While death is obviously the most extreme consequence of Suboxone abuse, there are numerous other physical and psychological effects that can suggest a person is misusing Suboxone.
Noticing these signs in the right context can be crucial in helping the individual to get the help needed to wean off Suboxone:
The Physician-Patient Alliance for Health & Safety notes that severe cases of Suboxone abuse can also lead to respiratory depression. Toxicological Reviews observed that high-dose buprenorphine was associated with patients who had died from asphyxiation, and PsychCentral warns that even though Suboxone is safer than methadone, improper use can shut down a patient’s respirator system.
Harvard Medical School reminds us that as with most cases of opioid abuse, the first step of treatment is detoxification, the controlled and supervised withdrawal from Suboxone.
Since this will inevitably trigger the symptoms mentioned above, it is imperative that this step be conducted in a treatment facility, in the presence of healthcare professionals. Those who attempt to detox on their own risk relapsing into deeper drug use when the withdrawal effects become unbearable.
This step may require doctors to administer medication to ease the process, a delicate task given that the person’s distress can be traced back to prescription medication. The National Institute on Drug Abuse mentions naltrexone as an option to treat prescription opioid abuse, because it is an opioid antagonist that, like naloxone is meant to do, shuts down the opioid receptors in the brain. While typically used in the treatment of alcoholism, an injectable, long-acting form of naltrexone known as Vivitrol was approved by the Food & Drug Administration to treat opioid abuse. The former Director of the Office of National Drug Control Policy told the St. Louis Post Dispatch that medications such as Vivitrol are the “future of addiction treatment.”The withdrawal symptoms of detox should dissipate after a week (although the duration of a month is not unheard of).
Therapy, says WebMD, is not an option for recovering from a substance abuse problem; it’s a necessity.
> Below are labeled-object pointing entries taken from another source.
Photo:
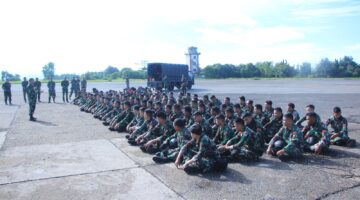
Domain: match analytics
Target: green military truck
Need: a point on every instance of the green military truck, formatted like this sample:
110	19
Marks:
168	76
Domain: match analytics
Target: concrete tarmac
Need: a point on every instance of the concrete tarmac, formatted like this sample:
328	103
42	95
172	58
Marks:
67	154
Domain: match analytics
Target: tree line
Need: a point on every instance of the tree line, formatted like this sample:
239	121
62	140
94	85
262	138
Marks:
110	73
344	67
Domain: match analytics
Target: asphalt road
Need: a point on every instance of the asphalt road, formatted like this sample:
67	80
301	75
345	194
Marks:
68	154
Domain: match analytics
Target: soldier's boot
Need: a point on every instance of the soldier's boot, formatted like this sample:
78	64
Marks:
159	159
32	118
284	158
351	143
190	169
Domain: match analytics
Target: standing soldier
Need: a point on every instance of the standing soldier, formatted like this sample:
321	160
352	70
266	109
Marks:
37	85
65	89
24	85
83	85
73	87
51	87
127	81
77	87
32	93
7	91
183	84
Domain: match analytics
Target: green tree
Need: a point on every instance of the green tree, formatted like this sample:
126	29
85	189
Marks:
49	70
6	75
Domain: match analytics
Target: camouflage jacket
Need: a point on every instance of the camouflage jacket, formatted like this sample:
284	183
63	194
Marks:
223	135
248	139
293	137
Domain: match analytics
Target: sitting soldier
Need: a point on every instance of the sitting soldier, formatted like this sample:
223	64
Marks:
245	146
259	115
148	125
176	112
153	139
272	127
123	119
200	155
187	116
115	111
291	109
339	134
138	119
224	132
206	128
309	109
288	142
172	145
317	137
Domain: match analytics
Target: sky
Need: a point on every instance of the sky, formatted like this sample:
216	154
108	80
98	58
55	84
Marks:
89	35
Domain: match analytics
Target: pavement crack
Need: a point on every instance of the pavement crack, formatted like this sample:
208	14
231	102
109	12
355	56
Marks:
65	176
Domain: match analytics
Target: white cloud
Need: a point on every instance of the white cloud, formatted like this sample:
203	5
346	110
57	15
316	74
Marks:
354	47
258	36
340	11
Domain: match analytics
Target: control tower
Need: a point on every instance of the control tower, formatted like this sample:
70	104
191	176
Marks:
192	60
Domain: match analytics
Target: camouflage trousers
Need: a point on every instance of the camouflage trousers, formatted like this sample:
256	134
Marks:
170	154
243	154
32	106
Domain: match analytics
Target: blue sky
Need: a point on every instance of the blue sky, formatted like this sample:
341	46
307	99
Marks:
80	36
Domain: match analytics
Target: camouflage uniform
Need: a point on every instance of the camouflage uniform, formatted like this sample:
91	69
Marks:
7	91
272	127
300	121
246	145
65	90
203	152
295	115
24	85
51	87
223	135
175	115
260	118
37	85
83	85
321	136
125	119
31	92
162	132
258	129
188	121
148	125
206	128
173	144
293	140
339	126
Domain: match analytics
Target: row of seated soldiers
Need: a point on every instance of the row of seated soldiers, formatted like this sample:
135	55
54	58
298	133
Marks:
200	135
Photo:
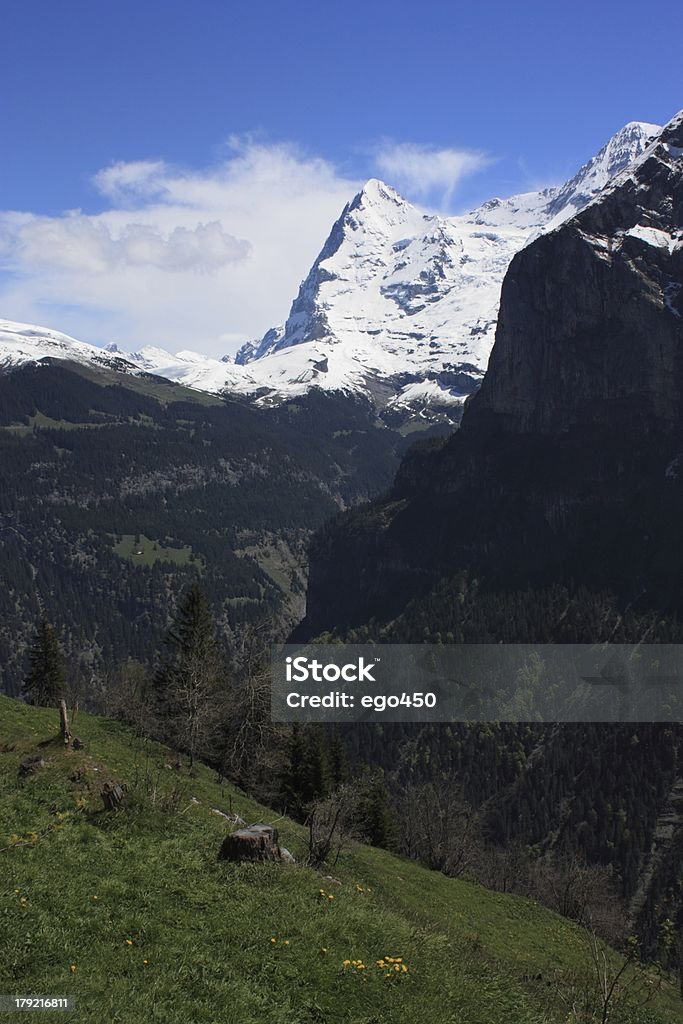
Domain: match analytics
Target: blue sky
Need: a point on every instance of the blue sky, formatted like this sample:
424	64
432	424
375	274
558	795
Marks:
228	136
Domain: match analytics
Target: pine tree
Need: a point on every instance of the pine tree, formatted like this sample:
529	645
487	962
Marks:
306	778
187	684
47	677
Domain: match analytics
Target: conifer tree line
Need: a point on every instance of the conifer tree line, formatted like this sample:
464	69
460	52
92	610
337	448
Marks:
425	797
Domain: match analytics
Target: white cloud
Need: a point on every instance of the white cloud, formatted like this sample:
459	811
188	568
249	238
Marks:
187	258
198	259
424	171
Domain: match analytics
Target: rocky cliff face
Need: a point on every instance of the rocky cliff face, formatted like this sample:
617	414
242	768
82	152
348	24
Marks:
569	460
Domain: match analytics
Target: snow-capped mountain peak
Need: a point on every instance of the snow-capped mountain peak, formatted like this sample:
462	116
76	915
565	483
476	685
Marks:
22	343
398	303
621	152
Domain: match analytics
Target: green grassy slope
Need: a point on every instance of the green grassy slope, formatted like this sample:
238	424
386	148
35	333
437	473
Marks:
131	913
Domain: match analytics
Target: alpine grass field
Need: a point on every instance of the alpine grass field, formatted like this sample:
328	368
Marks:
131	913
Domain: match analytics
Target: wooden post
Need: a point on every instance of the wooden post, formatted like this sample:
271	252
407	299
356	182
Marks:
63	718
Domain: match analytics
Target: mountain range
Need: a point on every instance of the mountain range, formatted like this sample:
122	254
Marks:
399	307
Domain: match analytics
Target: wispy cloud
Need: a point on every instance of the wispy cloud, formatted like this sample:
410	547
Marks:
197	258
180	257
427	172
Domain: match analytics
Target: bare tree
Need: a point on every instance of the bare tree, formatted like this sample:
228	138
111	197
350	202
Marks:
438	827
332	825
611	983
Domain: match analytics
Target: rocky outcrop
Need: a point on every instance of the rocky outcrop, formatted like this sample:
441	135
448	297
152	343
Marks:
568	461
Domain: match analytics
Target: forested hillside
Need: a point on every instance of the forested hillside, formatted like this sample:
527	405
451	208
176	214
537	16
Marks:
116	492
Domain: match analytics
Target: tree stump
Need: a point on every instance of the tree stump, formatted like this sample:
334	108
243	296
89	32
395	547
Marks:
257	844
32	764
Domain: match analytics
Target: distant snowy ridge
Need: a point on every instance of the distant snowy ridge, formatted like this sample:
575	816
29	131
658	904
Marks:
399	297
399	306
22	343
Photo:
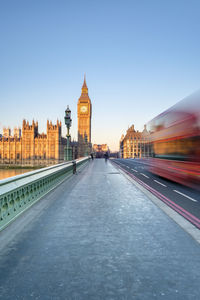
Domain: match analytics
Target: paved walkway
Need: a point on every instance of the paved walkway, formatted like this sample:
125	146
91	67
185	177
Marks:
98	237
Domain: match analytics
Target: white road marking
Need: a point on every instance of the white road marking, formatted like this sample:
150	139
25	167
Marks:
160	183
185	195
144	175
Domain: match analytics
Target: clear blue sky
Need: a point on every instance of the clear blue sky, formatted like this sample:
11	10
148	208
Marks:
140	57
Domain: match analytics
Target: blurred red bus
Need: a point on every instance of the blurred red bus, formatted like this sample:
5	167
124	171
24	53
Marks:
174	142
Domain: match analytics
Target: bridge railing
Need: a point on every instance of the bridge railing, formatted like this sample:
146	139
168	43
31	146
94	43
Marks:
20	192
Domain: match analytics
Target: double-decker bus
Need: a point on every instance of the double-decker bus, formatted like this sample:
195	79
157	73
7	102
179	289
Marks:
174	143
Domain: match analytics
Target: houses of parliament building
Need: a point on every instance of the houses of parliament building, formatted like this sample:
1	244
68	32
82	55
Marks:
28	147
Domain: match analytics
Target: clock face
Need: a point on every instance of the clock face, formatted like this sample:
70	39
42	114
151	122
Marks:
83	108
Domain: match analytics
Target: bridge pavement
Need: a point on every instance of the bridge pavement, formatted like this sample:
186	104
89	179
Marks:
97	236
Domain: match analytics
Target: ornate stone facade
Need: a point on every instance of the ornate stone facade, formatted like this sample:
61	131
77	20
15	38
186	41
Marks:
33	148
84	112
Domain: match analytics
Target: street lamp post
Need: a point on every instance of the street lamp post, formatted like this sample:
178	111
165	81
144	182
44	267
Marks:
68	123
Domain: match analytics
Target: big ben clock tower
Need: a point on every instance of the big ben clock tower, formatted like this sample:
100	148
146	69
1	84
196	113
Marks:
84	121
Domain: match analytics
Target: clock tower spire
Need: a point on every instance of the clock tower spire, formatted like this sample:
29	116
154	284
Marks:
84	111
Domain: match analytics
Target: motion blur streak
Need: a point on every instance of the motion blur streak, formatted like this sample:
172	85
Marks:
174	142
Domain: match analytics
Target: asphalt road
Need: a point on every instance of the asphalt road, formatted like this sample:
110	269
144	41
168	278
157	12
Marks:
98	237
185	200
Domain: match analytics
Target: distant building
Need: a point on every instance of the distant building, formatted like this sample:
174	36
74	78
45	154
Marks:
133	144
33	148
17	132
84	112
100	150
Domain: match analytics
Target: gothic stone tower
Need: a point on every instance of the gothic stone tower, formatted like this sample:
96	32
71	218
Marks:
84	112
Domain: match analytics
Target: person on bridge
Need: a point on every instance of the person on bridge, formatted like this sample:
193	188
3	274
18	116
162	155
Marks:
106	156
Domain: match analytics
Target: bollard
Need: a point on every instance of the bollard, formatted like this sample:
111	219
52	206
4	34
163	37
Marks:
74	166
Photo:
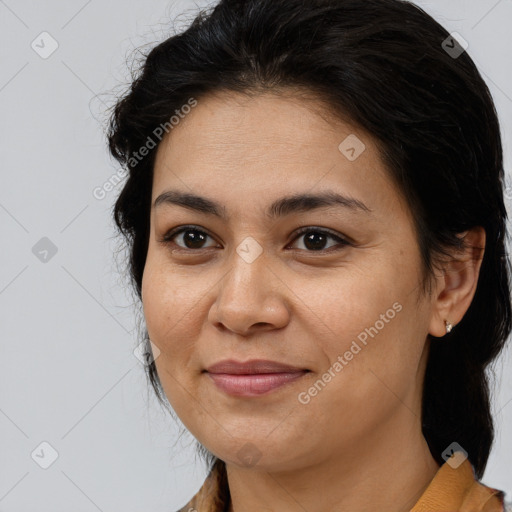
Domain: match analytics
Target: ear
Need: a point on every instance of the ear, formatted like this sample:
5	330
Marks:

It is where clients learn how they can repair their lives following the devastation of Suboxone addiction, learning what keys unlocked the issues in their lives that led them to abusing Suboxone, and understanding how they can function and thrive in daily life without the need for drugs.
A good treatment center will give clients an environment where their bodies and minds can be rehabilitated in tranquility and safety.
When clients are ready, they can be released from treatment, but it is necessary that they touch base with a 12-Step group or an aftercare support program, like an alumni treatment program. Such networks will assist clients in maintaining the concepts and protocols of treatment in the grind and stress of everyday life. The challenge of maintaining abstinence in the face of the real world can be overwhelming for those who once gave in to Suboxone cravings. Learning how to say no, how to recognize the triggers of relapse, and how to pick themselves up again in the event of a relapse make the difference between continued recovery and starting from scratch. For that reason, aftercare groups are vital parts of the treatment paradigm.
Suboxone is one of the most abused prescription drugs in the world, says the National Pain Report ; and in the words of the Courier Journal, it is indeed a cruel irony that a miracle drug to treat opioid abuse can become a source of opioid abuse itself.
People who have developed an addiction to Suboxone have recovered; they have improved their lives; and they have walked away from treatment healthy, optimistic, and hopeful.